If I understand point 6 correctly, then you are proposing that Hoffman’s scaling laws lead to shorter timelines because data-efficiency can be improved algorithmically. To me it seems that it might just as well make timelines longer to depend on algorithmic innovations as opposed to the improvements in compute that would help increase parameters. It feels like there is more uncertainty about if people will keep coming up with the novel ideas required to improve data efficiency compared to if the available compute will continue to increase in the near to mid-term future. If the available data really becomes exhausted within the next few years, then improving the quality of models will be more dependend on such novel ideas under Hoffman’s laws than under Kaplan’s.
I’ll give you an analogy:
Suppose your friend is running a marathon. You hear that at the halfway point she has a time of 1 hour 30 minutes. You think “okay I estimate she’ll finish the race in 4 hours”. Now you hear she has been running with her shoelaces untied. Should you increase or decrease your estimate?
Well, decrease. The time of 1:30 is more impressive if you learn her shoelaces were untied! It’s plausible your friend will notice and tie up her shoelaces.
But note that if you didn’t condition on the 1:30 information, then your estimate would increase if you learned her shoelaces were untied for the first half.
Now for Large Language Models:
Believing Kaplan’s scaling laws, we figure that the performance of LLMs depended on N the number of parameters. But maybe there’s no room for improvement in N-efficiency. LLMs aren’t much more N-inefficient than the human brain, which is our only reference-point for general intelligence. So we expect little algorithmic innovation. LLMs will only improve because N and D grows.

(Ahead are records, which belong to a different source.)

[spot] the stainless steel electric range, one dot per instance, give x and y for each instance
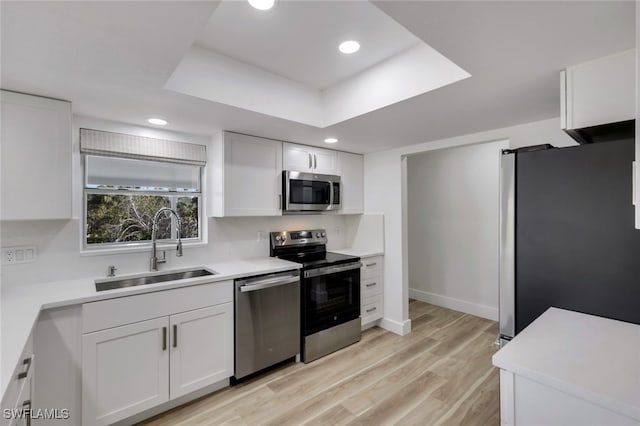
(330, 291)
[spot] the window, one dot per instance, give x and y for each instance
(122, 195)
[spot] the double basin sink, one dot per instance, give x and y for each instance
(152, 278)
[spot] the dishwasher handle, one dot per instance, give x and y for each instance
(268, 283)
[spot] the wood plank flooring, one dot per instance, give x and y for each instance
(440, 374)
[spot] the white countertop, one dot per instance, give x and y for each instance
(359, 252)
(596, 359)
(21, 305)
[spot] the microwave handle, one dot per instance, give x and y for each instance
(331, 195)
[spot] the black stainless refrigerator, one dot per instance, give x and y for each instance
(567, 236)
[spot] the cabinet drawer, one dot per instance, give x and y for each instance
(371, 266)
(372, 309)
(129, 309)
(371, 286)
(19, 388)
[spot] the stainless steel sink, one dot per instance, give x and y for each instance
(113, 283)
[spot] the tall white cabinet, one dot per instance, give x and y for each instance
(35, 157)
(246, 173)
(351, 171)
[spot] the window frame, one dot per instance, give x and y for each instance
(97, 248)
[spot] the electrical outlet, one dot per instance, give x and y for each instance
(21, 254)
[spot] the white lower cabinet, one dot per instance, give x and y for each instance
(200, 343)
(125, 370)
(130, 368)
(371, 290)
(525, 402)
(16, 402)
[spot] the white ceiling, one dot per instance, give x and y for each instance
(112, 59)
(299, 39)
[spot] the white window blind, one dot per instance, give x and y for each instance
(111, 144)
(124, 173)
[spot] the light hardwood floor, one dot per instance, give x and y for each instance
(440, 374)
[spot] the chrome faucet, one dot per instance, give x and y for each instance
(154, 230)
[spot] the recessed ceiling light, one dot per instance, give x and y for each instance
(349, 46)
(262, 4)
(157, 121)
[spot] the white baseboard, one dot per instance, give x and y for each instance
(402, 328)
(476, 309)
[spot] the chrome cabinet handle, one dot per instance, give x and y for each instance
(26, 409)
(164, 338)
(175, 335)
(25, 373)
(268, 284)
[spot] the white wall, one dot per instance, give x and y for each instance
(384, 194)
(452, 205)
(59, 242)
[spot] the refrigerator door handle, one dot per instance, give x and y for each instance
(507, 246)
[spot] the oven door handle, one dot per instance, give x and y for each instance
(332, 269)
(273, 282)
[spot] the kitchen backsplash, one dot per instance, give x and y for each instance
(59, 257)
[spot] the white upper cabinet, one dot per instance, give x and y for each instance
(36, 157)
(245, 176)
(599, 92)
(351, 171)
(304, 158)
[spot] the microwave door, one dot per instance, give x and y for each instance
(304, 194)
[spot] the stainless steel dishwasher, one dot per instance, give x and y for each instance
(267, 321)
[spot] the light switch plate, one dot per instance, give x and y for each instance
(19, 254)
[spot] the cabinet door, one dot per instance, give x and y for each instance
(201, 348)
(252, 176)
(304, 158)
(600, 91)
(325, 161)
(297, 158)
(352, 174)
(125, 370)
(36, 157)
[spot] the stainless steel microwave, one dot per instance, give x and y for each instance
(310, 192)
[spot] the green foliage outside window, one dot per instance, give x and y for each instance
(116, 218)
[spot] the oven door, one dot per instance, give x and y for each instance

On the other hand, believing Hoffman’s scaling laws, we figure that the performance of LLMs depended on D the number of datapoints. But there is likely room for improvement in D-efficiency. The brain is far more D-inefficient than LLMs. So LLMs have been metaphorically running with their shoes untied. There is room for improvement. So we’re less surprised by algorithmic innovation. LLMs will still improve because N and D grows, but this isn’t the only path.
So Hoffman’s scaling laws shorten our timeline estimates.
This is an important observation to grok. If you’re already impressed by how an algorithm performs, and you learn that the algorithm has a flaw which would disadvantage it, then you should increase your estimate of future performance.
This analogy is misleading because it pumps the intuition that we know how to generate the algorithmic innovations that would improve future performance, much as we know how to tie our shoelaces once we notice they are untied. This is not the case. Research programmes can and do stagnate for long periods because crucial insights are hard to come by and hard to implement correctly at scale. Predicting the timescale on which algorithmic innovations occur is a very different proposition from predicting the timescale on which it will be feasible to increase parameter count.
It’s not clear to me that this is the case. You have both found evidence that there are large increases available, AND evidence that there is one less large increase than previously. It seems to depend on your priors which way you should update about the expectance on finding future similar increases.